Debt Deflation
Part II
Today, the finance,
insurance, and real estate (FIRE) sector has regained control of government,
creating rentier economies. The aim of this postindustrial finance capitalism
is the opposite of industrial capitalism as known to nineteenth-century
economists:
Seeking wealth primarily by the extraction of
economic rent, not industrial capital formation instead it is tax favoritism
for real estate, privatization of oil and mineral extraction, banking and
infrastructure monopolies add to the cost of living and doing business. Labor
is increasingly exploited by bank debt, student debt, and credit card debt
while housing and other prices are inflated on credit, leaving less income to
spend on goods and services as economies suffer debt deflation.
If you’re looking at
how wealth is accumulated, people think of it in the way textbooks describe: as
earning income and saving it up to get rich. That’s all most wage earners can
do. But that’s not how it happens at the top of the pyramid. Most wealth takes
the form of capital gains. They’re inflated on credit, so it’s really asset
price inflation that’s financed by debt leverage. Most of the gains end up
being paid out as interest, so the bankers – that is, the bank owners and
bondholders – end up with most of the rise in wealth.
But to look at academic
economics, it’s as if the whole economy is about making things – as if
manufacturing hires labor to produce goods and services that everybody gets
rich from, by being more productive. Savings are supposed to finance growth,
increasing stock prices because profits go up from employing more labor to
produce more goods and services.
But that’s not what really happens. Most money is made by financial engineering, not by industrial engineering.
It’s made by what the classical economists
called
unearned income.
80% of bank loans are to the real estate sector.
The more loans banks make to the real estate sector, the more their credit bids up real estate prices. People think that real estate goes up because population growth and people getting richer to afford paying more. But that’s not really why housing prices are rising. The value of a home or commercial office building is worth whatever a bank is willing to lend against it. As banks loosen their lending standards, they lend more and more. The result is debt pyramiding – and this is true not only for real estate, but for the economy as a whole.
But the FIRE sector’s
rent and interest are the first things you have to pay out of your paycheck.

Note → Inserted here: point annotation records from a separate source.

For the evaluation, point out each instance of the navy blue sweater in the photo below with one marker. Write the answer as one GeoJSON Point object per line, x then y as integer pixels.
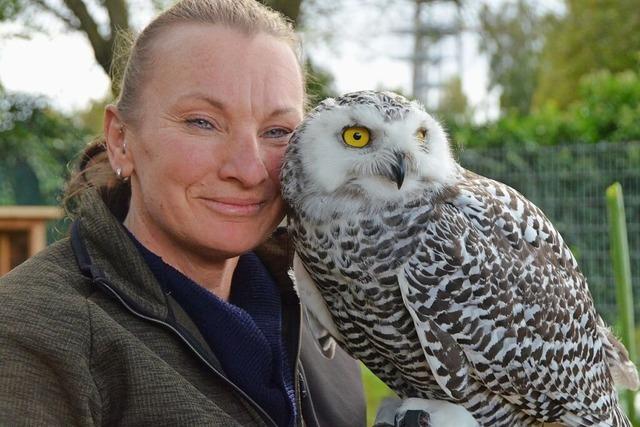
{"type": "Point", "coordinates": [244, 333]}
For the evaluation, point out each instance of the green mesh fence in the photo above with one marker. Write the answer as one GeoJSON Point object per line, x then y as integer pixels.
{"type": "Point", "coordinates": [568, 183]}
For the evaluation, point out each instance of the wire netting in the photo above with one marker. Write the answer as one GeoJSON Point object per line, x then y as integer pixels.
{"type": "Point", "coordinates": [568, 183]}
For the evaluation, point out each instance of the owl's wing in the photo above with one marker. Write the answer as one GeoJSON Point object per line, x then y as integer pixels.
{"type": "Point", "coordinates": [496, 296]}
{"type": "Point", "coordinates": [315, 310]}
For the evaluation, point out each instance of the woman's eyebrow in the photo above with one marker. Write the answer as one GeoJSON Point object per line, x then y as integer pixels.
{"type": "Point", "coordinates": [283, 111]}
{"type": "Point", "coordinates": [208, 99]}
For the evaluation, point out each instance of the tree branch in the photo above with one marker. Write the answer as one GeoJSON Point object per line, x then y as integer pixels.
{"type": "Point", "coordinates": [101, 46]}
{"type": "Point", "coordinates": [289, 8]}
{"type": "Point", "coordinates": [58, 14]}
{"type": "Point", "coordinates": [118, 16]}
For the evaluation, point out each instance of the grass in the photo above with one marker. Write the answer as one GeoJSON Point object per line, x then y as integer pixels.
{"type": "Point", "coordinates": [375, 391]}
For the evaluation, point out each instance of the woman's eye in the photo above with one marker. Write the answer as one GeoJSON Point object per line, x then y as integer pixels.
{"type": "Point", "coordinates": [277, 133]}
{"type": "Point", "coordinates": [200, 123]}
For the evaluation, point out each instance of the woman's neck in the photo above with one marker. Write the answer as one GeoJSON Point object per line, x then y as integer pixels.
{"type": "Point", "coordinates": [213, 273]}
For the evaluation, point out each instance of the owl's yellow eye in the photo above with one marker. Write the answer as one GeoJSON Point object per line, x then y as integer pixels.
{"type": "Point", "coordinates": [356, 136]}
{"type": "Point", "coordinates": [421, 135]}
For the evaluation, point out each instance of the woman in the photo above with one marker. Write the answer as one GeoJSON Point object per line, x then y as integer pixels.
{"type": "Point", "coordinates": [170, 304]}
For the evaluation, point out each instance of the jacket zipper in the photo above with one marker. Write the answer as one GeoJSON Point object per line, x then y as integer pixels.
{"type": "Point", "coordinates": [262, 412]}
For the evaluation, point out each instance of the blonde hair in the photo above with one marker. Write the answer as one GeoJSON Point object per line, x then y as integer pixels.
{"type": "Point", "coordinates": [247, 16]}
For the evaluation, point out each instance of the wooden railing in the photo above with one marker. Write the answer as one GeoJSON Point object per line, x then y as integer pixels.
{"type": "Point", "coordinates": [23, 232]}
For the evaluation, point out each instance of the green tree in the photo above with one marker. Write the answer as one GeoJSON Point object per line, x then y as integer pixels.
{"type": "Point", "coordinates": [36, 145]}
{"type": "Point", "coordinates": [103, 34]}
{"type": "Point", "coordinates": [453, 106]}
{"type": "Point", "coordinates": [593, 35]}
{"type": "Point", "coordinates": [512, 37]}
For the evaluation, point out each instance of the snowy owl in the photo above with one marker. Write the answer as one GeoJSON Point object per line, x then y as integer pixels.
{"type": "Point", "coordinates": [446, 284]}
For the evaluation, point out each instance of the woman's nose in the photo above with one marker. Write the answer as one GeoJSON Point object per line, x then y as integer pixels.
{"type": "Point", "coordinates": [244, 162]}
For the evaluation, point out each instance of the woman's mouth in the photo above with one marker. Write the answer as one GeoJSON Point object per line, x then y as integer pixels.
{"type": "Point", "coordinates": [234, 206]}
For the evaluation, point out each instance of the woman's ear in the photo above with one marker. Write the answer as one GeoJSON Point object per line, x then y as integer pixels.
{"type": "Point", "coordinates": [115, 134]}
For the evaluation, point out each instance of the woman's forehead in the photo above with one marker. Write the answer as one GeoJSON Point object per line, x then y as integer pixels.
{"type": "Point", "coordinates": [211, 58]}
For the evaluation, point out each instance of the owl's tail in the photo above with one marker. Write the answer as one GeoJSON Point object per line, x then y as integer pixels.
{"type": "Point", "coordinates": [623, 371]}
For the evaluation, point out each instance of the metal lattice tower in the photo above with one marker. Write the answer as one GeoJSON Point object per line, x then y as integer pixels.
{"type": "Point", "coordinates": [437, 53]}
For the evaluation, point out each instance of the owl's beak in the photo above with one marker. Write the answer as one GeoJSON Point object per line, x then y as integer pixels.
{"type": "Point", "coordinates": [398, 169]}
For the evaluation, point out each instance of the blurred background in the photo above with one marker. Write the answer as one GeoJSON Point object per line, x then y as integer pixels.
{"type": "Point", "coordinates": [542, 95]}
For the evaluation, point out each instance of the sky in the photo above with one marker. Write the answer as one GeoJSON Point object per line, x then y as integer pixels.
{"type": "Point", "coordinates": [363, 50]}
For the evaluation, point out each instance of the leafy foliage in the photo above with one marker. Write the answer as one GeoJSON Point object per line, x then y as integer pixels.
{"type": "Point", "coordinates": [608, 109]}
{"type": "Point", "coordinates": [512, 36]}
{"type": "Point", "coordinates": [319, 84]}
{"type": "Point", "coordinates": [592, 36]}
{"type": "Point", "coordinates": [36, 144]}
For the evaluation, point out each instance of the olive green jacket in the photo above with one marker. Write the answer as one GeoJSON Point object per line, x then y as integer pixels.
{"type": "Point", "coordinates": [88, 337]}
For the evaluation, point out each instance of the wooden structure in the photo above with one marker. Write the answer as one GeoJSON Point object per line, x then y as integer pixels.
{"type": "Point", "coordinates": [23, 232]}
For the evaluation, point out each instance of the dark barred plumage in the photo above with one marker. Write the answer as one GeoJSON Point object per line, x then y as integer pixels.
{"type": "Point", "coordinates": [459, 289]}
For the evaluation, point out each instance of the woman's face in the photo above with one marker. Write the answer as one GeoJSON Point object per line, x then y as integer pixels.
{"type": "Point", "coordinates": [216, 113]}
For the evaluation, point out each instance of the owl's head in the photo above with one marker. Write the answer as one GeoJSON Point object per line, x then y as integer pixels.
{"type": "Point", "coordinates": [376, 144]}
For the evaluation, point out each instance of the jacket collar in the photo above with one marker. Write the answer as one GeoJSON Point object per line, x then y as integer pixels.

That’s more real – in the sense of being most pressing – than goods and
services. So when a family gets its paycheck, the taxes and the bank debts
credit card debt they owe, and either their rent or their mortgage payment,
often are automatically taken out of their check or bank account right off the
top. Out of what remains, the average American wage earner only has maybe 25 to
30% of their income available to actually spend on the goods and services they
produce.
So there’s a diversion
of this income to pay the FIRE sector – a sector that classical economists
hoped to minimize. They wanted to get rid of the rentier class. They wanted to
nationalize the land, or at least tax away its rent. They wanted the government
to be the public creditor, or at least for banks to make productive loans, not finance
corporate share buybacks, corporate takeovers, or lend just to inflate real
estate prices and make home buyers take on higher and higher debt levels in
order to obtain housing.
Today, families
entering the labor force are going to have to spend all their life working off
the debt they need to take on in order to get an education to get a job, as
well the debt they need to buy a car to drive to the job, and the mortgage debt
for the house they need to live in to avoid rents going up and up. They have to
spend all their life merely to pay their creditors, not to live better with
more goods and services. Unlike serfdom, today’s workers can live wherever they
want. But wherever they live, they have to produce value not only for their
employers but also for the bankers.
These bankers (and
bondholders) are the main exploiters today. So finance capitalism is
overwhelming industrial capitalism. Instead of industrial capitalism evolving
into socialism as was expected, it is retrogressing back to neo-serfdom and
neo-feudalism. This is mainly because of the inability to bring debt within the
industrial capitalist system to evolve into a socialist economy. That is what
neoliberalism is sponsoring by financialization and privatization: the
inability to make debt productive.
The economic textbooks […] depict a parallel universe backed by Orwellian euphemistic economics to make people think that somehow they’re going to get rich by borrowing money to buy a home that may rise further in price. The dream is to be a Donald Trump in miniature, to make money on the home as a real estate investment. Make money in the stock market by turning their money over to financial managers like Citibank, Goldman Sachs, or other companies that have paid tens of billions in fines for financial fraud.